If we see the organisation, as a machine – easy and clear, we are given the illusion of control. Planned change, a project plan, a clear outline for change or creation gives us secure and certain answers. Then real life happens. Without understanding of complexity, plans are valueless.
A complexity approach requires stepping outside of silos, flat hierarchical structure, and flexibility. Organic systems, unlike machines, can’t be controlled. Their properties aren’t planned, but appear unpredictably as a result of complex interdependencies. This isn’t cause and effect, its non-linear. Have you ever provided all the right circumstances for a plant to grow, and seen it wither slowly in the pot? Or forgotten all about a poor plant, only to find that surprisingly, it’s survived. If you’ve a lack of green fingers, as I have you might relate to this!
We can’t control what emerges but we can grasp opportunities through creating structure, establishing regular practice around emerging positive changes. Just as experimenting with a few ingredients can result in a signature dish that requires a recipe, or a marriage institutionalises a once emerging relationship, we can create containers for emergent change. Changes, whether in families or organisations happen not through long-term planning, but by people reacting to the circumstances that come to them. Most organisations don’t know what is coming – who the new leader will be, what next year’s strategy will be, what the next restructure will bring.

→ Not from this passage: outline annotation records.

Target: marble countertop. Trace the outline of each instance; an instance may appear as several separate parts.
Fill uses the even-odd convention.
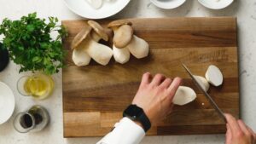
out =
[[[40,17],[57,16],[60,20],[81,19],[71,12],[63,0],[0,0],[0,21],[3,18],[18,19],[24,14],[38,12]],[[235,0],[230,7],[222,10],[211,10],[196,0],[188,0],[185,4],[172,10],[156,8],[149,0],[131,0],[129,5],[113,18],[131,17],[190,17],[190,16],[235,16],[238,20],[239,59],[241,82],[241,116],[256,130],[256,1]],[[6,83],[15,95],[14,114],[39,104],[49,112],[51,122],[41,132],[20,134],[13,126],[13,117],[0,125],[0,144],[94,144],[100,138],[63,138],[62,129],[62,87],[61,72],[54,76],[56,89],[53,95],[44,101],[35,101],[21,96],[15,84],[22,74],[19,67],[11,62],[0,72],[0,81]],[[219,144],[224,143],[224,135],[153,136],[143,139],[142,144]]]

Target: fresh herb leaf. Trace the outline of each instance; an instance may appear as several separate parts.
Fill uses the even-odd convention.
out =
[[[20,66],[20,72],[41,71],[54,74],[64,66],[66,52],[62,49],[61,37],[67,36],[58,19],[37,17],[37,13],[22,16],[20,20],[4,19],[0,25],[0,35],[5,37],[3,43],[9,51],[10,59]],[[57,32],[55,39],[51,33]]]

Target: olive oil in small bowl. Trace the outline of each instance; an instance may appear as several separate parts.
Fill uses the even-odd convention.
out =
[[[52,94],[54,87],[53,78],[41,73],[23,76],[17,83],[17,89],[20,95],[32,96],[38,100],[48,98]]]

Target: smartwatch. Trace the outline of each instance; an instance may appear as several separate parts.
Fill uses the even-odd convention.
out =
[[[123,117],[127,117],[133,121],[138,121],[147,132],[151,128],[151,123],[143,108],[137,105],[130,105],[123,112]]]

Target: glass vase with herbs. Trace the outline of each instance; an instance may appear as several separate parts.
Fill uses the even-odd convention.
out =
[[[21,95],[44,99],[51,94],[54,88],[51,75],[64,66],[66,52],[61,37],[67,34],[65,28],[58,25],[57,18],[49,17],[46,20],[38,18],[36,13],[16,20],[3,20],[0,25],[3,48],[9,51],[10,60],[20,66],[20,72],[36,73],[20,78],[17,87]]]

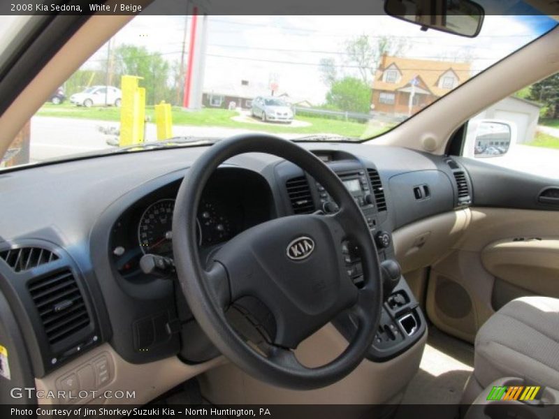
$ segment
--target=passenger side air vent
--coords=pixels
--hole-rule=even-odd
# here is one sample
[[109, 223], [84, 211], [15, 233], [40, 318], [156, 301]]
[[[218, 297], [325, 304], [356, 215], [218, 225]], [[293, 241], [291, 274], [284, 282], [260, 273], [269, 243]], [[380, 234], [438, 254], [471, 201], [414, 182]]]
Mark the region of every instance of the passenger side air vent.
[[453, 170], [456, 170], [460, 168], [458, 163], [454, 161], [452, 159], [447, 159], [445, 161], [447, 162], [447, 164], [449, 165], [449, 167]]
[[384, 189], [382, 187], [382, 182], [380, 180], [379, 172], [375, 169], [367, 169], [369, 173], [369, 179], [372, 186], [372, 193], [375, 195], [375, 202], [377, 203], [378, 211], [386, 211], [386, 199], [384, 197]]
[[456, 188], [458, 191], [458, 203], [463, 203], [463, 201], [470, 201], [470, 189], [466, 181], [466, 175], [464, 172], [453, 172], [454, 179], [456, 180]]
[[51, 345], [89, 324], [83, 296], [70, 270], [31, 282], [28, 288]]
[[58, 256], [41, 247], [20, 247], [0, 251], [0, 258], [15, 272], [21, 272], [56, 260]]
[[305, 176], [293, 177], [285, 182], [287, 194], [295, 214], [310, 214], [316, 210], [309, 182]]

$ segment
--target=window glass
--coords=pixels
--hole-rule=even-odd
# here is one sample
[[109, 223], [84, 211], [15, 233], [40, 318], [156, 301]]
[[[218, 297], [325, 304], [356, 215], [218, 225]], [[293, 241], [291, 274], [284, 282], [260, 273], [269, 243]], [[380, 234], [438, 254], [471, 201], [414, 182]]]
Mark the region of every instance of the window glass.
[[240, 131], [370, 140], [556, 24], [488, 15], [470, 38], [387, 15], [139, 15], [45, 98], [0, 166]]
[[559, 179], [559, 73], [526, 87], [470, 119], [463, 154]]
[[394, 103], [395, 96], [395, 95], [393, 93], [381, 93], [380, 103], [386, 103], [387, 105], [392, 105]]

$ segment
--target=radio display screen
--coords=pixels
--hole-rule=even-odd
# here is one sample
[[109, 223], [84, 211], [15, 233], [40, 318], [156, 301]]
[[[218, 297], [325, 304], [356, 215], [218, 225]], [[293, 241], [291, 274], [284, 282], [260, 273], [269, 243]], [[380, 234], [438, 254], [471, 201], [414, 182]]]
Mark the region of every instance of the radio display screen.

To achieve this emergent approach to strategy, this adoption of complexity theory we must encourage the emergence of creativity and innovation. We must allow experimentation and accidents, notice them, nurture them and provide containers for them. Ultimately we must let the system, the collection of people, neurons and the unpredictable nature of collective conscience get on with doing what it does best –unpredictably creating new things.
So what’s emerging around you, that you are going to contain?